Книжная лавка близ площади Этуаль | страница 24



— Давай променяю. Тебе что надо-то?

И чуть ли не через десять минут несет мне глиняную чашку с маринованной сливой да еще бутылку вишен.

— Вот тебе. Поменяла твое барахлишко.

Я схватила, поблагодарила ее — и бежать. До того страшно было мне на рынке, прямо дрожь взяла.

Письмо шестое

Никакого улучшения.
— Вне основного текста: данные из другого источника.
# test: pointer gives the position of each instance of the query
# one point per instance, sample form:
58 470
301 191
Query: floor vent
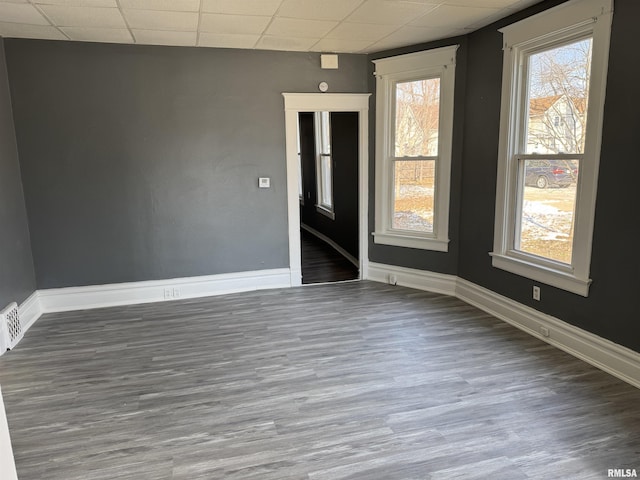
10 328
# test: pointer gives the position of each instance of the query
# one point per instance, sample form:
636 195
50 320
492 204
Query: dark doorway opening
328 151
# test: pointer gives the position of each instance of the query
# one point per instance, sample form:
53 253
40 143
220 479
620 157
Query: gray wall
17 280
440 262
611 310
142 162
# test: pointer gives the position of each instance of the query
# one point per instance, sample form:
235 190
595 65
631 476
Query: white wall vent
10 328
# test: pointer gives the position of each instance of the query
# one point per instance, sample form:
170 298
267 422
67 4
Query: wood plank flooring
321 263
346 381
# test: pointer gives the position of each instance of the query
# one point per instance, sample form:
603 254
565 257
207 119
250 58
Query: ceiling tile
108 35
450 16
361 31
389 13
157 20
296 27
413 36
86 17
169 5
163 37
21 13
227 41
319 10
286 43
241 7
19 30
340 45
236 24
79 3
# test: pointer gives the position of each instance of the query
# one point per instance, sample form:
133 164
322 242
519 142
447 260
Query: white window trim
441 63
554 25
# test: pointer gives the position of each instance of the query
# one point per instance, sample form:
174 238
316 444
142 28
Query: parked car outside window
550 173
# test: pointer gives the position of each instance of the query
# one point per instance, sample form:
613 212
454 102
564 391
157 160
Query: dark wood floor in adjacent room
321 263
351 381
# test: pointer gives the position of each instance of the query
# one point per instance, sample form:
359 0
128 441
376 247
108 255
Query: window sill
410 241
325 212
555 278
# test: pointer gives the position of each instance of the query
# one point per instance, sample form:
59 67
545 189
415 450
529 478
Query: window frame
554 27
435 63
319 128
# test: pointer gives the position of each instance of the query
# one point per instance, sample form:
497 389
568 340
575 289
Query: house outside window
414 126
554 78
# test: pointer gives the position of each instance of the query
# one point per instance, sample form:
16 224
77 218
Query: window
300 166
554 78
413 148
324 171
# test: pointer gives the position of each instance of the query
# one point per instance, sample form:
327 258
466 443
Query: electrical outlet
536 292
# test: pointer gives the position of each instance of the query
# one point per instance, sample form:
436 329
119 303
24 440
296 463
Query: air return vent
10 327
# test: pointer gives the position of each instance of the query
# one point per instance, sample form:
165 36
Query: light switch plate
264 182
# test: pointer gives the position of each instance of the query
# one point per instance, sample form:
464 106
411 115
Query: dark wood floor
321 263
345 381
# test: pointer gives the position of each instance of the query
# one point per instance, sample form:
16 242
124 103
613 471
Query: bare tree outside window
558 95
417 115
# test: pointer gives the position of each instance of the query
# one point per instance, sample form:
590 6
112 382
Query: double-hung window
324 171
414 123
554 76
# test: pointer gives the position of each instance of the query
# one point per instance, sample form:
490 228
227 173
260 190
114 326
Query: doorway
328 193
337 102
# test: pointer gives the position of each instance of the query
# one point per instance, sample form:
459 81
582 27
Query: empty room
319 239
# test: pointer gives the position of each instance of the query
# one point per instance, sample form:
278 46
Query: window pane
325 178
417 118
548 208
413 195
558 87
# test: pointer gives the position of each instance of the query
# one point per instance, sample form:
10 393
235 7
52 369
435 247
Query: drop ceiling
355 26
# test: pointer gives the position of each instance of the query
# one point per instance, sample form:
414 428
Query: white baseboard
7 464
413 278
331 243
98 296
608 356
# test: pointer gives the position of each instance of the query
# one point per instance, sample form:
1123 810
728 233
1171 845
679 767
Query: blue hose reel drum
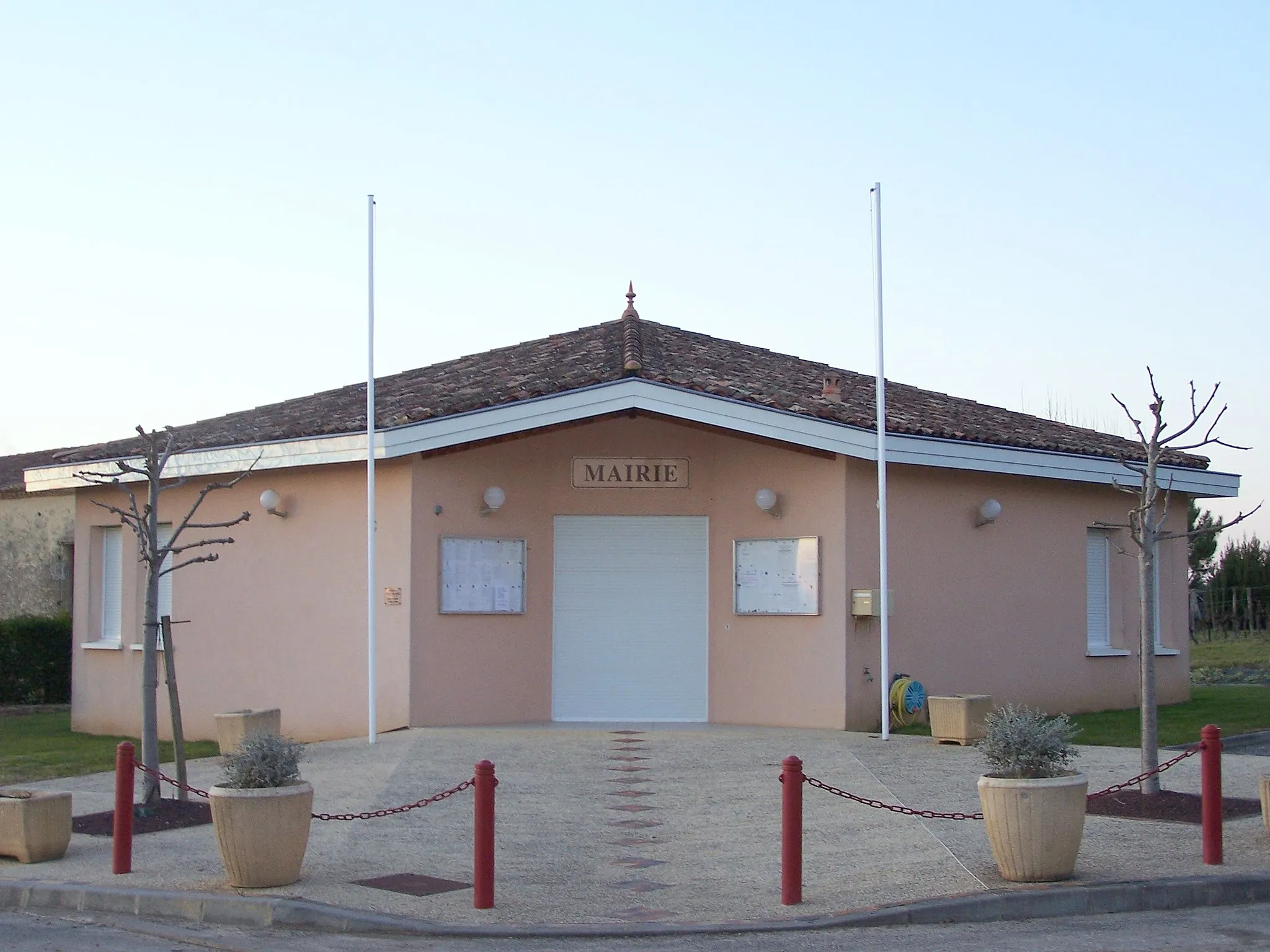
907 700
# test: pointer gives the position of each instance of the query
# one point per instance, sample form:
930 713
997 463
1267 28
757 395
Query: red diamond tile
637 862
641 885
643 914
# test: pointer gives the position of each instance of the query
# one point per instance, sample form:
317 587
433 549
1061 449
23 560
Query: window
1098 594
111 578
1160 597
166 580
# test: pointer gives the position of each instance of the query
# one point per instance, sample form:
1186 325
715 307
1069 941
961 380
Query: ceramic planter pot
1034 826
958 719
35 826
262 833
233 726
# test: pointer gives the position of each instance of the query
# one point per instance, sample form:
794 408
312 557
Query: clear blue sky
1071 192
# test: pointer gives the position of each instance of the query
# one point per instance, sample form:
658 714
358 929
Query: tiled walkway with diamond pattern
651 823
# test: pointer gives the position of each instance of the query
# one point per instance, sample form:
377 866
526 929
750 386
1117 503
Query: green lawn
1235 708
1236 650
42 747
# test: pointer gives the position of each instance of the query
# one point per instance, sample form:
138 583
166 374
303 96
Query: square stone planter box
233 726
35 826
958 719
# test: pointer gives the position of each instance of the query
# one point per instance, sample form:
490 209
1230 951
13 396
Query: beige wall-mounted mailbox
866 603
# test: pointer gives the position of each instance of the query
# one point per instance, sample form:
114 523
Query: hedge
36 659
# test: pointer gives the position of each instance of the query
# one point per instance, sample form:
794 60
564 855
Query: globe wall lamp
492 500
270 501
988 513
769 501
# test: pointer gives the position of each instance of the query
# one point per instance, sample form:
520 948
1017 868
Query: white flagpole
884 594
370 465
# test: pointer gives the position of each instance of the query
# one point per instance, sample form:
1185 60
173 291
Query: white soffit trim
637 394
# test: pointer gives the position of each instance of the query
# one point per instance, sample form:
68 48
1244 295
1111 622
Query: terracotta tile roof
666 355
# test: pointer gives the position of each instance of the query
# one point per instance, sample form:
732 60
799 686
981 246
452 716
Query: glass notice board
776 575
482 575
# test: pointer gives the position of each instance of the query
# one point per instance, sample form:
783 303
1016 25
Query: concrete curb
1000 906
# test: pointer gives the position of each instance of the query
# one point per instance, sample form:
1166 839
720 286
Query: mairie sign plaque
629 472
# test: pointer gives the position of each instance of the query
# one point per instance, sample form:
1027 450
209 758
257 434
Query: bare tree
1146 528
143 518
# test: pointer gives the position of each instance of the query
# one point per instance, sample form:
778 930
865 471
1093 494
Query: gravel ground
691 838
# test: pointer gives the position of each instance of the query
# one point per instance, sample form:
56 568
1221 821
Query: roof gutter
638 394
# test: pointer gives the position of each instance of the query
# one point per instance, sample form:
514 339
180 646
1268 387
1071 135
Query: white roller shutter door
630 637
1098 591
112 583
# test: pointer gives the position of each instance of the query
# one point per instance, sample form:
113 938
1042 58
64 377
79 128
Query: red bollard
125 767
1210 792
791 832
483 861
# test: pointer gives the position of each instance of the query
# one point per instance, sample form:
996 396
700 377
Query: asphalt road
1213 930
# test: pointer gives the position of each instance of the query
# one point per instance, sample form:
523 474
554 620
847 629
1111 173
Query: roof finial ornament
633 348
630 300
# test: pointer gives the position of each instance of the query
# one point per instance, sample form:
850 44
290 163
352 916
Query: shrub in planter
260 813
1033 804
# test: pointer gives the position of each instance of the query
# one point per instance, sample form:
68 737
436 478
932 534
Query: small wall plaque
629 472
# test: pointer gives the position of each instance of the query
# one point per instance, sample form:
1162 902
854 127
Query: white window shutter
1155 571
112 583
164 580
1098 589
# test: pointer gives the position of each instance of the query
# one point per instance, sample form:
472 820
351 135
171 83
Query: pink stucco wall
280 620
1001 610
483 669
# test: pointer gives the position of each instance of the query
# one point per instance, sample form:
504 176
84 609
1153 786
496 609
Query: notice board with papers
482 575
778 575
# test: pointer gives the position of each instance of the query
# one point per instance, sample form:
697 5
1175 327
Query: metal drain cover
413 884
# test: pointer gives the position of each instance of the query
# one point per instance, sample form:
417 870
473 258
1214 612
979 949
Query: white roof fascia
637 394
786 427
219 461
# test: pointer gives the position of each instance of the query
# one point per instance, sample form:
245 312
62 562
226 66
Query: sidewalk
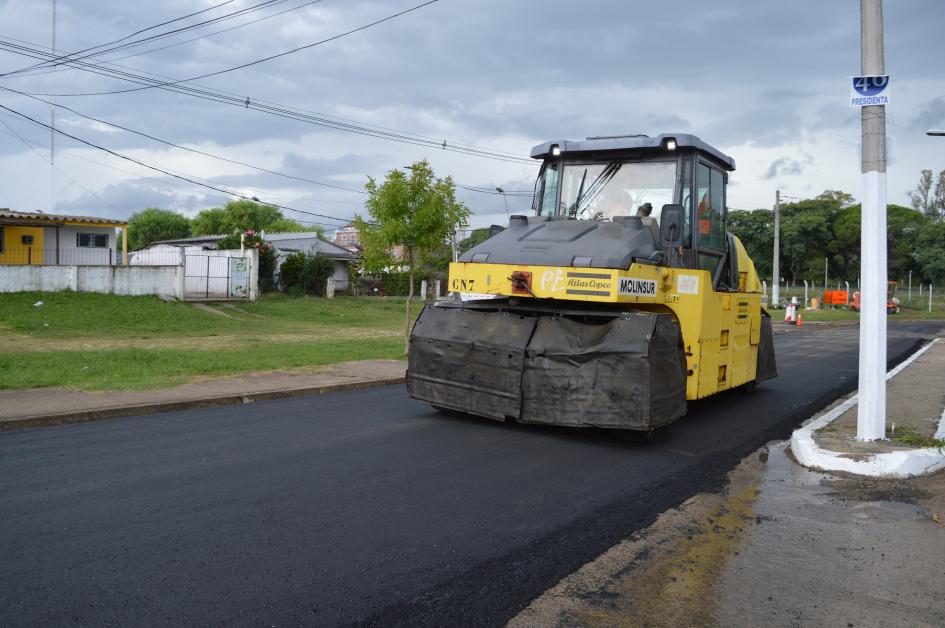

Александр Исаевич хотел взять маму-Дусю к себе в госпиталь, но там хозяйничают немцы, а это значит, что они могут в любую минуту просто выбросить ее на улицу (они уже делали так с нашими больными). Мама-Дуся вся горит, часто бредит и не узнает даже меня. Горобец приходит по два раза в день, но у него своя беда: забрали его брата, юриста, и он не может узнать, на работы увезли или куда похуже. Кажется, дознались, что они евреи, а может, кто-то донес. Всех евреев у нас переписали, и они ходят теперь с желтыми звездами. Александра Исаевича пока не заставляют ходить со звездой и не трогают, может, потому, что у него лечатся самые важные немецкие офицеры, а Софью Исидоровну он прячет дома и никуда не пускает, чтоб не попалась на глаза немцам.

Только что мама-Дуся позвала меня. Говорит, ей полегче. Жар спал, и грудь не давит. Я обрадовалась бог знает как, а она вдруг говорит:

— Дай мне, Лиза, листок бумаги и карандаш.
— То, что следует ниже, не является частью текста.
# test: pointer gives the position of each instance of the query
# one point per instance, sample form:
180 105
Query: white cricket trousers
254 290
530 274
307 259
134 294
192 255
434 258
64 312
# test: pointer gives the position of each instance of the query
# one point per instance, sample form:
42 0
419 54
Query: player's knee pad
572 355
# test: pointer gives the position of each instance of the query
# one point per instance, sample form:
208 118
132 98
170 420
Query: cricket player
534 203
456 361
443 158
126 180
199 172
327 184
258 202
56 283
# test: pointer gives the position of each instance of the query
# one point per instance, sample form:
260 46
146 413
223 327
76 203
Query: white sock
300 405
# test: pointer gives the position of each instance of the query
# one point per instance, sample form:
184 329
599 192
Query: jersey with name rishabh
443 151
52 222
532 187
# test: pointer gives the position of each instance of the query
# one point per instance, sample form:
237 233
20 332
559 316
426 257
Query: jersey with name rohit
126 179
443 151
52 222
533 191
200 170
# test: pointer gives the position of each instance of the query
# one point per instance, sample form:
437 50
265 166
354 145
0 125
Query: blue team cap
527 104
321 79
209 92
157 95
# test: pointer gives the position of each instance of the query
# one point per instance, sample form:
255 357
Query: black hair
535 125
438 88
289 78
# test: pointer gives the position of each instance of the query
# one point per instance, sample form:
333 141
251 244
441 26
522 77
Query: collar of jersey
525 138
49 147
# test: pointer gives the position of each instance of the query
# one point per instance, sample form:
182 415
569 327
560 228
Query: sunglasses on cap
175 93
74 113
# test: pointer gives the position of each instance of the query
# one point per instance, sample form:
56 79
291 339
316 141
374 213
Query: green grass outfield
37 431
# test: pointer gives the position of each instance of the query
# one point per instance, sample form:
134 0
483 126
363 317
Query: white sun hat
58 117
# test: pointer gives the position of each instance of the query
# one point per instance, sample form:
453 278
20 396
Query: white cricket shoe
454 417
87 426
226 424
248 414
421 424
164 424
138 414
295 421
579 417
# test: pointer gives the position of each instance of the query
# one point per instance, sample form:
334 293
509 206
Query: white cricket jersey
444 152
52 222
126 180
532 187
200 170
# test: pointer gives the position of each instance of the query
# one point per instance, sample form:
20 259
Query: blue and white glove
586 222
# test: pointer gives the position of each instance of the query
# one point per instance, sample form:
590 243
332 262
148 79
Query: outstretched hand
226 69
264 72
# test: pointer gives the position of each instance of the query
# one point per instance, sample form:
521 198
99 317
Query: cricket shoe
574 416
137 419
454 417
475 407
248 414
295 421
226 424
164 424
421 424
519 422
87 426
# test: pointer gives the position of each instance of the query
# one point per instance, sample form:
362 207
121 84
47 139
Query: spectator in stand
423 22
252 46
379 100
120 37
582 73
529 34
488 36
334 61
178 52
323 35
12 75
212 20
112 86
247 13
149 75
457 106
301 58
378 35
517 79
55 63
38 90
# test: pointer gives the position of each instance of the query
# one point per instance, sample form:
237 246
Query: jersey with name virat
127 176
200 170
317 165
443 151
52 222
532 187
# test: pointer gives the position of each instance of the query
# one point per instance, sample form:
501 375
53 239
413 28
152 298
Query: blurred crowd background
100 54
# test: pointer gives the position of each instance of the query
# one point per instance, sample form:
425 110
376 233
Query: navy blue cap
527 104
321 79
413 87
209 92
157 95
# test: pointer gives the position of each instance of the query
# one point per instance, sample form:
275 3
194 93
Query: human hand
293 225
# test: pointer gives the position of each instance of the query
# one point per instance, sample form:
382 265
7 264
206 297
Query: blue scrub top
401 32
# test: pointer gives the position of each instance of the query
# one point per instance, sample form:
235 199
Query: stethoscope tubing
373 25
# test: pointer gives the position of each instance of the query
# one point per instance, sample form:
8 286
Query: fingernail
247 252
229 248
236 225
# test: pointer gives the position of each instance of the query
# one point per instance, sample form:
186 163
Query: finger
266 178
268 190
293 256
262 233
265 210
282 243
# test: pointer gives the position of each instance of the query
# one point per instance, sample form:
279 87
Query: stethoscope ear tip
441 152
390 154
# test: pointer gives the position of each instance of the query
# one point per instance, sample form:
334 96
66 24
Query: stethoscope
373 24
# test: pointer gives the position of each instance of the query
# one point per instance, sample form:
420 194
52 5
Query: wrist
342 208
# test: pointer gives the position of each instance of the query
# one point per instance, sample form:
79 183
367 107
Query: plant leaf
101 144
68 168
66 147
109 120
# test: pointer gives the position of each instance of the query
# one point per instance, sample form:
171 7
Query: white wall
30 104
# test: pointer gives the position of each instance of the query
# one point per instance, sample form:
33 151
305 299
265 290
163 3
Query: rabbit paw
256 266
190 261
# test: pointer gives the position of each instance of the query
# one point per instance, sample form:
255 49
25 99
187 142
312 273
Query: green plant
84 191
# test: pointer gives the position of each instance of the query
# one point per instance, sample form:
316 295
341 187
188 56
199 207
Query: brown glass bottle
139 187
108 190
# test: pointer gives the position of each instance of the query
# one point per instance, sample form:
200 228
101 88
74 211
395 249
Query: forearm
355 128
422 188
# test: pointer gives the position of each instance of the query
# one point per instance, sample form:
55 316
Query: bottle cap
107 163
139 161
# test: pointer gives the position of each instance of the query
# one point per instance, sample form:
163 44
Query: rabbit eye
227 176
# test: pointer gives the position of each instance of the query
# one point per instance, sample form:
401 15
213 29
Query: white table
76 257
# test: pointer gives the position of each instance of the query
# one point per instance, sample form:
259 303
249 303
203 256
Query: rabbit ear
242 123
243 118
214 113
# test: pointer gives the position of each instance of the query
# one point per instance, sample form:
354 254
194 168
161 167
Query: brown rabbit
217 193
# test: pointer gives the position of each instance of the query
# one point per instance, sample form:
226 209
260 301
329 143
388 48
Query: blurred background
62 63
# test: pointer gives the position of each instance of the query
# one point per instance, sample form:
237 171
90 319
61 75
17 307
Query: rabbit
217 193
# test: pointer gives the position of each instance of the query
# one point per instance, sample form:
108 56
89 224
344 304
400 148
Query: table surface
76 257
— Зачем? — спрашиваю. — Вам нельзя напрягаться. Александр Исаевич не позволяет даже голову подымать с подушки.

Она:

— Милый Горобец! Хороший Горобец! — И опять: — Дай, Лиза. Мне нужно. Непременно.

И смотрит так, что не дать нельзя.

Потом долго что-то писала, рвала бумажку. Опять что-то писала. Я слышала, как она тяжело, хрипло дышит, кашляет, кажется, плачет. Не смела подойти. Потом подозвала меня: "Вот, Лиза, передашь это Сергею Даниловичу. А если он не вернется, — Дане". Притянула меня к себе: "Как ты тут будешь, девочка? Это меня больше всего мучает".
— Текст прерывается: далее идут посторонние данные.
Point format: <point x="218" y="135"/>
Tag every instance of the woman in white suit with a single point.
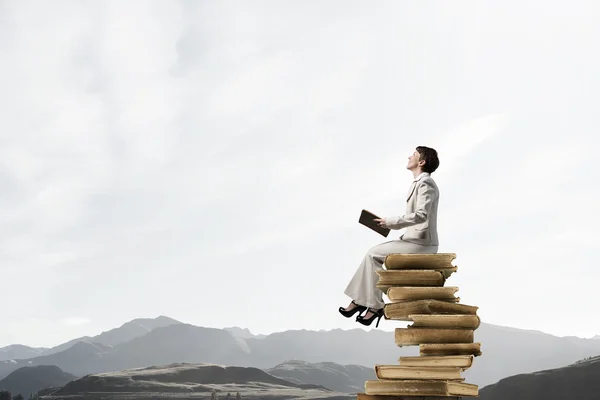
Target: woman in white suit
<point x="420" y="236"/>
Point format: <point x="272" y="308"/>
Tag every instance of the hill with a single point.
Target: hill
<point x="530" y="350"/>
<point x="181" y="379"/>
<point x="340" y="378"/>
<point x="29" y="380"/>
<point x="576" y="381"/>
<point x="16" y="351"/>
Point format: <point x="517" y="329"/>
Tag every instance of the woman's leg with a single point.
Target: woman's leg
<point x="362" y="287"/>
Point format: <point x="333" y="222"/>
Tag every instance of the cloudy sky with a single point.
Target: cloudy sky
<point x="209" y="160"/>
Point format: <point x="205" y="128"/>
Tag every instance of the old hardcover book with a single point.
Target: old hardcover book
<point x="417" y="336"/>
<point x="427" y="373"/>
<point x="457" y="321"/>
<point x="419" y="261"/>
<point x="445" y="293"/>
<point x="364" y="396"/>
<point x="449" y="349"/>
<point x="388" y="279"/>
<point x="420" y="388"/>
<point x="367" y="219"/>
<point x="402" y="311"/>
<point x="462" y="362"/>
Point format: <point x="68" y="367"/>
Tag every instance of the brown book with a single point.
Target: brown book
<point x="457" y="321"/>
<point x="417" y="336"/>
<point x="420" y="388"/>
<point x="398" y="294"/>
<point x="426" y="373"/>
<point x="364" y="396"/>
<point x="367" y="219"/>
<point x="449" y="349"/>
<point x="419" y="261"/>
<point x="388" y="279"/>
<point x="462" y="362"/>
<point x="402" y="311"/>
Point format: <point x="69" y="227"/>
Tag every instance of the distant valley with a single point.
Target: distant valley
<point x="291" y="354"/>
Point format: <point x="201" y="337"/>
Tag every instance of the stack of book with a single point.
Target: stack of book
<point x="442" y="327"/>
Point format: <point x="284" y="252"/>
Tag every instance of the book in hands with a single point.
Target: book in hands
<point x="367" y="219"/>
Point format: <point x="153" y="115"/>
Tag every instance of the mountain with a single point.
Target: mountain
<point x="19" y="351"/>
<point x="510" y="351"/>
<point x="126" y="332"/>
<point x="576" y="381"/>
<point x="29" y="380"/>
<point x="166" y="345"/>
<point x="133" y="329"/>
<point x="340" y="378"/>
<point x="529" y="351"/>
<point x="243" y="333"/>
<point x="182" y="378"/>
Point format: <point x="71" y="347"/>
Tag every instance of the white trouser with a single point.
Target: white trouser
<point x="362" y="287"/>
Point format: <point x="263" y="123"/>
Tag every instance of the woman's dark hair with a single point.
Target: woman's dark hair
<point x="430" y="156"/>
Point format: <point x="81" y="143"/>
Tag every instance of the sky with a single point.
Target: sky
<point x="209" y="160"/>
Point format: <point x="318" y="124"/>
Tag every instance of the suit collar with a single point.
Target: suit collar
<point x="421" y="176"/>
<point x="414" y="184"/>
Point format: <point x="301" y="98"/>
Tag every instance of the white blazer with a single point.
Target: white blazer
<point x="420" y="219"/>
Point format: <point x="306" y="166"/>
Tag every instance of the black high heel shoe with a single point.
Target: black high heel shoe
<point x="367" y="321"/>
<point x="349" y="313"/>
Кажется, нужно в таких случаях что-то фальшивить, говорить: "Что вы пустяки какие выдумали! Умирать собрались, что ли? Фу, глупость какая!"

Я не могла. Я видела, какие у нее глаза, слышала ее голос и не могла.

Взяла записку. Спрятала. Я знала, что в ней.

Письмо седьмое

С той ночи у нас все хуже и хуже. Она уже почти не приходит в себя. Горобец тоже ничего не обещает. Приходит так же часто, иногда даже не выслушивает, а просто посмотрит на нее и уходит в прихожую. Закроет дверь плотно и курит, курит… Когда не дежурит в больнице, даже на ночь остается у нас. Вскипячу ему чайник, постелю на диване Сергея Даниловича, но знаю, что он не ляжет. И сидим с ним всю ночь, и оба все молчим. Я-то знаю, как ему тяжело: о брате ничего не известно, а Гайда, которые были его самыми близкими друзьями… Господи, что это я пишу "были"?! Значит, я уже ни во что не верю? Не верю, что вернется Сергей Данилович, что вернется Даня, что выздоровеет мама-Дуся? Почему я так пишу? Когда я перестала верить? Когда это случилось?!